There's nothing like that light bulb moment when you know you have stumbled on a new invention. There is so much to do it's hard to figure out where to start: get a patent, consider a licensee, launch the product and start over with a new invention. But, while the initial moment of discovering a new product fades fast, that product's potential can fade quickly as well due to unexpected delays. Some experts believe one of the greatest risks to a new product is delay. Many new ideas carry a short window of opportunity; once that's gone so are the potential earnings.

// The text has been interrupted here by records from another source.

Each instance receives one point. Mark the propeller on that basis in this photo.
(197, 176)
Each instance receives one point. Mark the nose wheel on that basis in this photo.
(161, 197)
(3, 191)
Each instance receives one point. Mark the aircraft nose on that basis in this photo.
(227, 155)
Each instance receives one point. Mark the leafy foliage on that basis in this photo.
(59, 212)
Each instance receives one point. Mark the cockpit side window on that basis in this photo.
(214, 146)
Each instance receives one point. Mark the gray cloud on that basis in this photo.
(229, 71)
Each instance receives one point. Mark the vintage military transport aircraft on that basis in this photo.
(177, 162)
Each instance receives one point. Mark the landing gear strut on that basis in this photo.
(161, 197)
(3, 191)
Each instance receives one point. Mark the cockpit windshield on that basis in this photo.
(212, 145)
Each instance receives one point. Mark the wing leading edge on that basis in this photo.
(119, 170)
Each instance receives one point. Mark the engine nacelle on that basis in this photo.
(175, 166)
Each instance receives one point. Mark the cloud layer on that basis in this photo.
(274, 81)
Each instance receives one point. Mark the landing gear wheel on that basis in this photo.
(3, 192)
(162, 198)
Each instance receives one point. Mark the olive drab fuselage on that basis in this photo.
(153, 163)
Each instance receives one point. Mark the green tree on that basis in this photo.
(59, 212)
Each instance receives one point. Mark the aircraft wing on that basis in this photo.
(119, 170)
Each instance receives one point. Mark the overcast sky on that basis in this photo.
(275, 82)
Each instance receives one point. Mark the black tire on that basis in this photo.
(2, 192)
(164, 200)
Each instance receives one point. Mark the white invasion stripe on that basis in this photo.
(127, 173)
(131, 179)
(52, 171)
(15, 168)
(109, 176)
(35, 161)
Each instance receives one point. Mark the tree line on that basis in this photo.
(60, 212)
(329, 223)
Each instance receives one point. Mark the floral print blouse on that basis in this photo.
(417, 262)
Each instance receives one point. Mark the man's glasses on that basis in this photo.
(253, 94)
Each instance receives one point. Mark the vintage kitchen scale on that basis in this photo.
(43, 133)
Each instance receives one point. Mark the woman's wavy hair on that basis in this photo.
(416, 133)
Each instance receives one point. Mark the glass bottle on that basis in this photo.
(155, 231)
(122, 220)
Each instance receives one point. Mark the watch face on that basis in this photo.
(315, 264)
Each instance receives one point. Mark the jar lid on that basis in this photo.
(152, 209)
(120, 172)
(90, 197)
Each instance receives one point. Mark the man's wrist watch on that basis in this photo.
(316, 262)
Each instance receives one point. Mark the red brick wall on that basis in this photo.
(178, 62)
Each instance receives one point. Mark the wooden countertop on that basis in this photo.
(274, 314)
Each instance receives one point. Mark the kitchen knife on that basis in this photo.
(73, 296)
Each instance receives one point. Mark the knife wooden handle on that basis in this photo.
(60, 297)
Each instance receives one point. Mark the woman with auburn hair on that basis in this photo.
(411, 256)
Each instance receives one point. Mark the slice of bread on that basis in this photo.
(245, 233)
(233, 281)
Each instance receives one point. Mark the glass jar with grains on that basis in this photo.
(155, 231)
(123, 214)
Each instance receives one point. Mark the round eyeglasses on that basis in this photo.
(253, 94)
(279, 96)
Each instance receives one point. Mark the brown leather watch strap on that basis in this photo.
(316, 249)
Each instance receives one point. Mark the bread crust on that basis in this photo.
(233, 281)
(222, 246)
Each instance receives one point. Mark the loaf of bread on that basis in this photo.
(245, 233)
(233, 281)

How can you avoid this type of risk? By focusing on the factors that often impede progress during the process of developing a new product. One of the most common such factors is not having enough help. You may not want to hire anyone to help launch your new invention, but trying to do it all yourself is one way to miss the all-too-critical window of opportunity. Another risk factor that causes delay is not having a clear vision of deliverables. There are many ways you can create a plan for action but you should have one that details a time table for tasks that must be done, when they should be done, and who will do them. If you hire personnel to launch a new product, you must make sure that communication is clear between everyone involved.

Also, concentrate on avoiding 'bottlenecks,' that is places in the flow of production where one area holds up the tasks of the next. In today's quickly changing world of commerce, you can't afford to miss the window for selling your invention because of these and other risk factors that could have been avoided.